Scaling Ruby to Scala? Yap.TV Case Study
SoftwareMill and Yap.TV began cooperation in September 2011. At the time, the Yap.TV server was entirely Ruby-based. While this worked in the beginning, as the user base grew, high load on the servers, especially during prime time TV, caused significant issues with server performance and scalability.
Not only was this degrading the end-user experience, but as new features were waiting in the backlog to be developed, key engineering resource time was becoming dominated by scaling servers and operations.
Apart from serving traditional web traffic, Yap.TV also required an increasing number of background imports, taking together data from various sources. To handle the ever growing amounts of data to be processed, a performant (but at the same time - easy to program and safe) concurrent programming model was crucial.
The solution
Yap.TV decided to re-engineer their backend systems with the help of software development from SoftwareMill. We formed a joint backend team to tackle the problems. The platform of choice was the Typesafe Reactive Platform: Scala as a base language, Akka for concurrent programming and Spray.io to build the REST services.
To be able to deliver quickly, we gradually replaced portions of Yap’s REST API, starting from some simple endpoints to get deployment right, and then proceeding to the ones with the highest congestion. We promptly found that Spray.io, in combination with the Scala language, enabled us to rapidly develop new web service endpoints. Type-safety saved us from a lot of debugging and the ability to create composable abstractions kept our code concise and easy to maintain.
To implement the data processing pipeline, we used the Akka concurrent programming framework. Handling multiple, asynchronous data streams and processing them in real-time became not only possible, but also feasible to implement in a reasonable timeframe and a clear, understandable way. The Actor programming model itself, and the fact that instead of thinking about threads and synchronization, one has to think about actor behaviours and interactions, which happen asynchronously, makes programming of such systems much easier.
Importing data from third-party services (which in case of Yap.TV, among others, include Twitter, Facebook, EPG and iTunes data) is an inherently error-prone process, hence detecting problems early and recovering from them is crucial. Here again Akka was a good fit, due to the supervisor hierarchies and the let-it-crash philosophy.
Thanks to the versatility of the Scala platform, we were able to use and easily integrate with Java-based systems, such as ElasticSearch for implementing TV show search and Mahout for an initial version of our recommendation system (which we ultimately replaced with a custom-written pure-Scala solution).

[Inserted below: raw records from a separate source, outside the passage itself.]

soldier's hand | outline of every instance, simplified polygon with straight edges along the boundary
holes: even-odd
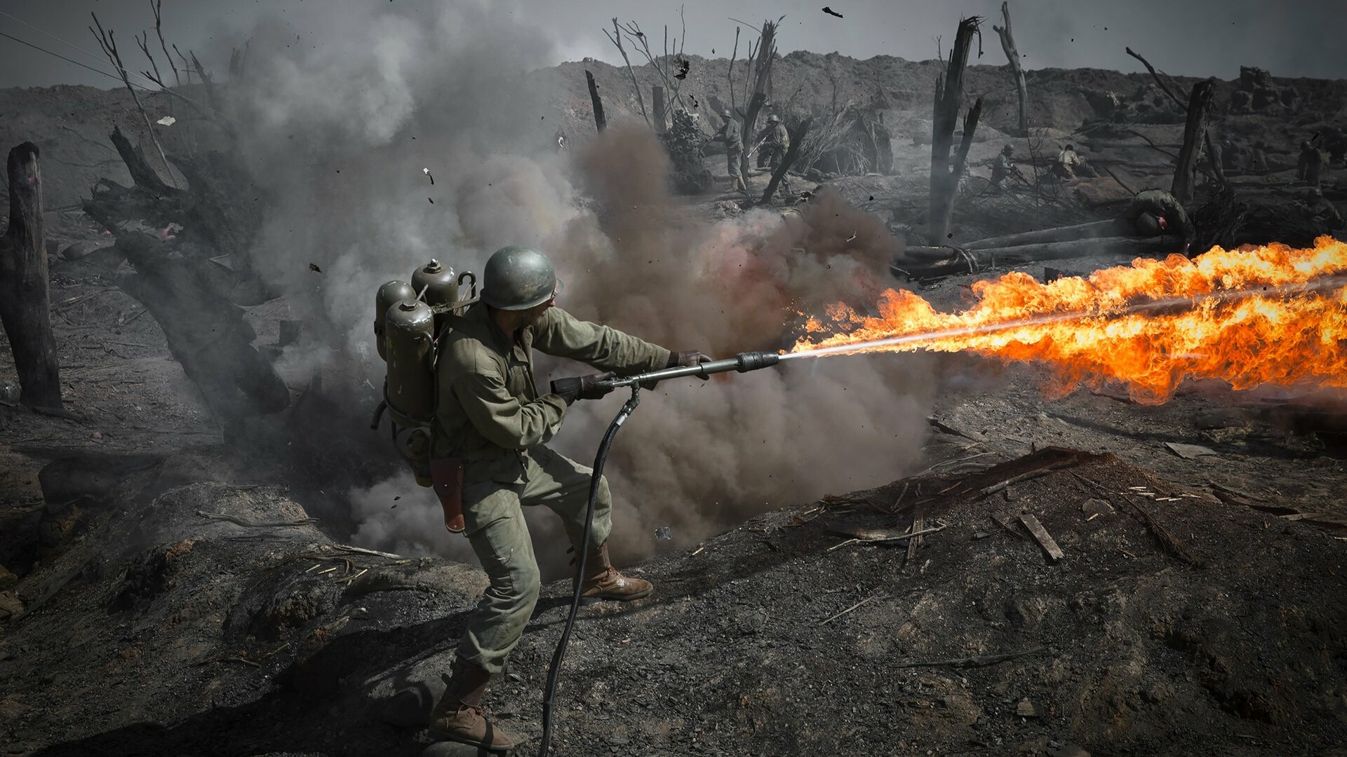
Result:
[[[575,400],[597,400],[613,391],[610,387],[599,387],[598,383],[607,381],[614,376],[617,373],[607,372],[558,378],[552,381],[552,393],[566,400],[566,404],[572,404]]]

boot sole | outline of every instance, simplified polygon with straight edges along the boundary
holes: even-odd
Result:
[[[482,744],[481,741],[469,741],[466,738],[454,735],[451,733],[442,731],[439,729],[427,729],[427,730],[430,731],[430,734],[432,737],[438,738],[439,741],[453,741],[454,744],[466,744],[467,746],[475,746],[477,749],[485,749],[486,752],[492,752],[494,754],[508,754],[508,753],[519,749],[519,744],[511,744],[509,746],[492,746],[489,744]]]
[[[581,606],[594,605],[597,602],[630,602],[633,599],[644,599],[655,593],[655,589],[649,591],[641,591],[640,594],[598,594],[595,597],[583,597],[581,599]]]

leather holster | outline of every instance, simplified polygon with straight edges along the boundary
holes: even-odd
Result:
[[[430,458],[430,480],[445,509],[445,528],[462,533],[463,521],[463,458]]]

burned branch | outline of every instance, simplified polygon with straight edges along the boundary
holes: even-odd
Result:
[[[98,46],[102,47],[102,54],[108,58],[108,62],[117,69],[117,75],[121,77],[121,84],[127,85],[127,92],[131,93],[131,100],[136,104],[136,110],[140,110],[140,117],[145,121],[145,131],[150,132],[150,140],[155,143],[155,150],[159,151],[159,159],[163,160],[164,170],[168,171],[168,180],[172,182],[172,170],[168,167],[168,156],[164,155],[164,148],[159,144],[159,136],[155,133],[154,124],[150,123],[150,114],[145,113],[144,105],[140,104],[136,88],[131,86],[131,77],[127,74],[127,67],[121,65],[121,54],[117,51],[117,38],[112,31],[104,32],[97,15],[89,15],[93,16],[93,23],[98,27],[97,31],[94,31],[94,27],[89,27],[89,32],[98,40]],[[174,183],[174,186],[176,186],[176,183]]]

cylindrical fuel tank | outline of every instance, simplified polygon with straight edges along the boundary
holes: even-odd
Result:
[[[393,304],[384,317],[385,392],[400,426],[426,423],[435,414],[434,327],[435,314],[415,299]]]
[[[404,299],[416,299],[416,290],[407,282],[385,282],[374,295],[374,346],[379,349],[379,358],[384,357],[384,317],[388,308]]]
[[[454,304],[458,302],[458,282],[454,269],[431,260],[412,273],[412,288],[426,304]]]

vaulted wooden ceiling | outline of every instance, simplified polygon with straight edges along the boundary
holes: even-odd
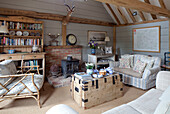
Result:
[[[104,7],[117,25],[146,22],[152,20],[166,20],[170,18],[169,0],[96,1],[103,3]],[[137,12],[136,16],[133,16],[134,12]]]

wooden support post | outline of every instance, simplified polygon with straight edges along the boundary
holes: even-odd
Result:
[[[147,13],[152,13],[155,15],[170,17],[170,10],[142,2],[140,0],[96,0],[96,1],[122,6],[125,8],[135,9]]]
[[[116,54],[116,27],[113,27],[113,53]]]
[[[110,12],[112,13],[112,15],[114,16],[114,18],[116,19],[118,25],[120,25],[120,20],[119,18],[117,17],[117,15],[115,14],[115,12],[113,11],[113,9],[111,8],[111,6],[109,4],[106,3],[106,6],[108,7],[108,9],[110,10]]]
[[[129,9],[129,8],[125,8],[125,9],[126,9],[126,11],[128,12],[128,14],[129,14],[130,18],[132,19],[132,21],[133,21],[133,22],[136,22],[136,19],[135,19],[135,17],[132,15],[132,12],[130,11],[130,9]]]
[[[66,46],[67,24],[62,22],[62,45]]]
[[[169,52],[170,52],[170,20],[169,20]]]

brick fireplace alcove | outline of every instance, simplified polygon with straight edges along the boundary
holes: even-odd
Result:
[[[61,60],[66,59],[67,55],[82,60],[82,46],[47,46],[46,52],[46,76],[49,75],[50,67],[53,64],[61,66]]]

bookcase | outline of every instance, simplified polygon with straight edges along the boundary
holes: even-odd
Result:
[[[9,33],[0,35],[0,52],[31,52],[33,45],[39,46],[39,52],[43,51],[43,21],[23,16],[0,17],[2,24],[4,21]]]
[[[39,66],[40,73],[45,75],[45,53],[43,52],[44,27],[43,21],[23,16],[0,17],[2,25],[6,22],[9,33],[0,34],[0,60],[16,61],[18,70],[22,66]],[[33,45],[39,47],[37,53],[32,52]],[[8,50],[15,50],[9,54]],[[37,71],[36,67],[32,71]]]

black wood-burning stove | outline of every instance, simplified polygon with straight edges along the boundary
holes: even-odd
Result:
[[[63,59],[61,61],[61,66],[62,66],[63,76],[65,78],[67,78],[68,76],[71,76],[71,74],[74,74],[75,72],[79,71],[79,60],[77,60],[77,59],[72,59],[72,60]]]

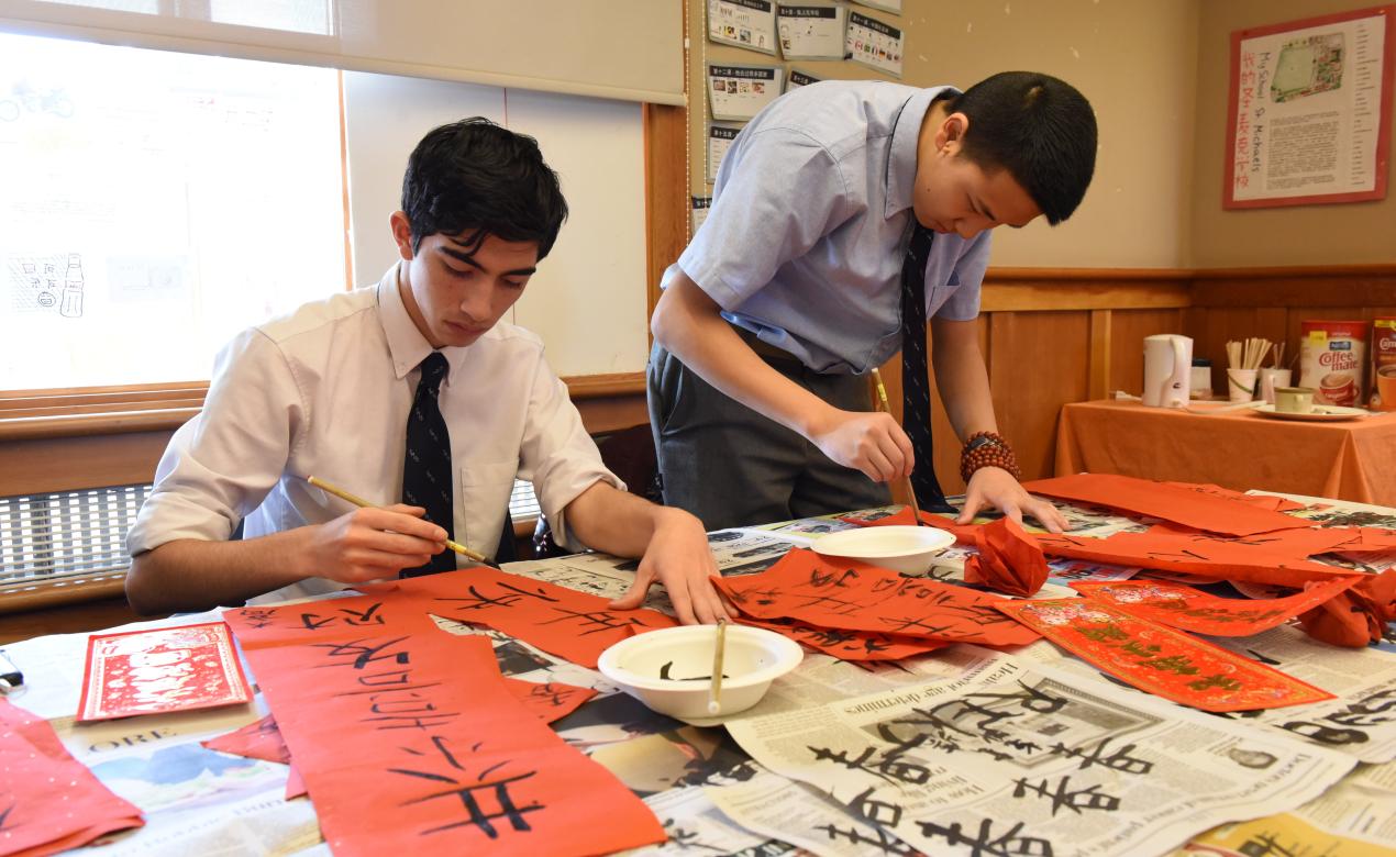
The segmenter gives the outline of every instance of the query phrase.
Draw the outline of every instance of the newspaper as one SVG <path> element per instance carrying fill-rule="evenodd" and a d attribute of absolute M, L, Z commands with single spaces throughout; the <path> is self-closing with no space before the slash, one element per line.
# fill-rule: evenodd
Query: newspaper
<path fill-rule="evenodd" d="M 1293 810 L 1354 765 L 1008 656 L 727 730 L 766 768 L 934 854 L 1157 853 Z"/>
<path fill-rule="evenodd" d="M 748 830 L 800 846 L 819 857 L 910 856 L 916 849 L 804 783 L 762 772 L 738 786 L 709 786 L 708 797 Z"/>

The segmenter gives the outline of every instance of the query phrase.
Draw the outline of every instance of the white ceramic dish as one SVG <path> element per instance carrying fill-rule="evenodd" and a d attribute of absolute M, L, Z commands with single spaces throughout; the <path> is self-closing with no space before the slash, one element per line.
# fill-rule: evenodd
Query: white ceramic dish
<path fill-rule="evenodd" d="M 1361 408 L 1344 408 L 1342 405 L 1315 405 L 1314 410 L 1301 413 L 1297 410 L 1276 410 L 1275 405 L 1261 405 L 1255 409 L 1261 416 L 1277 420 L 1298 420 L 1301 423 L 1335 423 L 1340 420 L 1360 420 L 1371 416 L 1369 410 Z"/>
<path fill-rule="evenodd" d="M 863 526 L 819 536 L 811 549 L 826 557 L 861 560 L 902 574 L 926 574 L 935 554 L 951 544 L 955 536 L 934 526 Z"/>
<path fill-rule="evenodd" d="M 804 653 L 775 631 L 727 625 L 719 715 L 734 715 L 761 701 L 771 683 L 793 670 Z M 709 717 L 713 625 L 646 631 L 602 652 L 596 669 L 651 709 L 674 717 Z"/>

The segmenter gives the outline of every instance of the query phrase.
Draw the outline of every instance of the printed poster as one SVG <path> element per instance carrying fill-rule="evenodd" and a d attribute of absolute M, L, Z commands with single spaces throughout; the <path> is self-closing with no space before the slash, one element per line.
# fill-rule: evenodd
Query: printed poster
<path fill-rule="evenodd" d="M 900 29 L 877 18 L 849 13 L 845 50 L 854 63 L 877 68 L 892 77 L 902 77 L 905 47 L 905 36 Z"/>
<path fill-rule="evenodd" d="M 722 166 L 722 158 L 732 148 L 732 141 L 737 138 L 737 133 L 741 128 L 736 126 L 708 126 L 708 184 L 718 180 L 718 169 Z"/>
<path fill-rule="evenodd" d="M 1231 33 L 1226 208 L 1386 197 L 1393 11 Z"/>
<path fill-rule="evenodd" d="M 708 39 L 775 54 L 775 1 L 708 0 Z"/>
<path fill-rule="evenodd" d="M 692 234 L 698 234 L 698 228 L 708 219 L 708 209 L 712 208 L 712 197 L 691 197 L 692 200 Z"/>
<path fill-rule="evenodd" d="M 847 7 L 780 4 L 776 27 L 787 60 L 842 60 Z"/>
<path fill-rule="evenodd" d="M 785 84 L 780 66 L 708 66 L 712 117 L 745 121 L 776 99 Z"/>

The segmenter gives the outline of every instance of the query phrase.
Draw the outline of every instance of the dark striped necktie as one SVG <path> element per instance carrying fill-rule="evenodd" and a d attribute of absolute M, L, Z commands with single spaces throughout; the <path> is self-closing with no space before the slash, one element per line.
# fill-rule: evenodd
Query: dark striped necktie
<path fill-rule="evenodd" d="M 926 362 L 926 262 L 934 233 L 914 222 L 912 241 L 902 262 L 902 428 L 912 438 L 916 468 L 912 490 L 928 512 L 953 511 L 935 479 L 935 451 L 931 445 L 931 385 Z"/>
<path fill-rule="evenodd" d="M 408 412 L 408 455 L 402 462 L 402 502 L 420 505 L 427 521 L 454 539 L 455 491 L 451 487 L 451 433 L 441 416 L 437 394 L 448 364 L 441 352 L 431 352 L 422 362 L 422 380 Z M 402 576 L 412 578 L 455 568 L 455 554 L 450 550 L 431 557 L 417 568 L 403 568 Z"/>

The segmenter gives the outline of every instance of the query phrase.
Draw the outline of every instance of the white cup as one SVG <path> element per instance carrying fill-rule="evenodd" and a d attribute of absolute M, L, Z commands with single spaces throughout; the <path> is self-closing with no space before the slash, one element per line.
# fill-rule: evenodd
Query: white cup
<path fill-rule="evenodd" d="M 1226 392 L 1227 398 L 1233 402 L 1251 402 L 1255 401 L 1255 377 L 1256 370 L 1254 368 L 1228 368 L 1226 370 Z"/>
<path fill-rule="evenodd" d="M 1261 370 L 1261 398 L 1265 399 L 1266 405 L 1275 403 L 1275 388 L 1290 385 L 1290 370 L 1287 368 L 1269 368 Z"/>

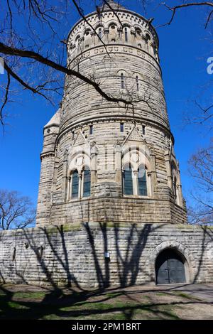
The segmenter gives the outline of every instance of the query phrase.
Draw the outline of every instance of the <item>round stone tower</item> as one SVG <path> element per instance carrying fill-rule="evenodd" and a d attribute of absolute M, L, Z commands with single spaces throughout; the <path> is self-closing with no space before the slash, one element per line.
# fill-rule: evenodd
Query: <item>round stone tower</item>
<path fill-rule="evenodd" d="M 111 101 L 67 76 L 61 106 L 44 127 L 38 226 L 187 221 L 156 31 L 108 3 L 74 26 L 67 49 L 67 68 Z"/>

At each point of the development process, we kept the quality standards high. All of the code is peer-reviewed, not only to find bugs and design problems as early as possible, but also to disseminate the knowledge about the code, hence reducing code ownership. All of our code is also unit- and (where this makes sense) integration- tested.
The Scala ecosystem encourages a simpler deployment process, without the need to maintain application servers or such, which are commonplace when using e.g. Java. All of our services are packaged as fat-jars, and run as first-class daemons. Our automated Chef-based deployment infrastructure takes care of distributing new code to the servers on which it should be run. Thanks to that we can deploy multiple times per day, and the users will only notice the improved feature set, no downtime!
Remote project delivery
But technology isn’t everything. Equally, if not more important is the way teams collaborate to deliver software. As Yap.TV is based in San Francisco, California, and SoftwareMill in Warsaw, Poland, we formed a truly distributed team (SoftwareMill is additionally a fully distributed company, our employees come from many parts of the country), working remotely across two different time zones.
We tried to keep the formalism of our cooperation as low as possible. When it seemed beneficial, we used tools such as TinyPM, JIRA or Confluence. We had no strict requirement documents, instead we tried to communicate as frequently as possible to deliver what will be the highest value for Yap.TV, and hence the highest value for Yap.TV users. That way we could adapt quickly based on the continuously gathered feedback.
Moreover, at SoftwareMill we have a number of proven methods for effective asynchronous and synchronous communication in a distributed setup. In the end the fact that we work remotely was barely noticeable.
The result
SoftwareMill’s participation with Yap.TV in developing a high-performance, resilient and scalable backend, with the help of the Typesafe Reactive Platform (Scala, Akka, Spray.io) resulted in a solid server platform for Yap.TV, ready to accommodate not only increases in traffic, but also brand new problem domains.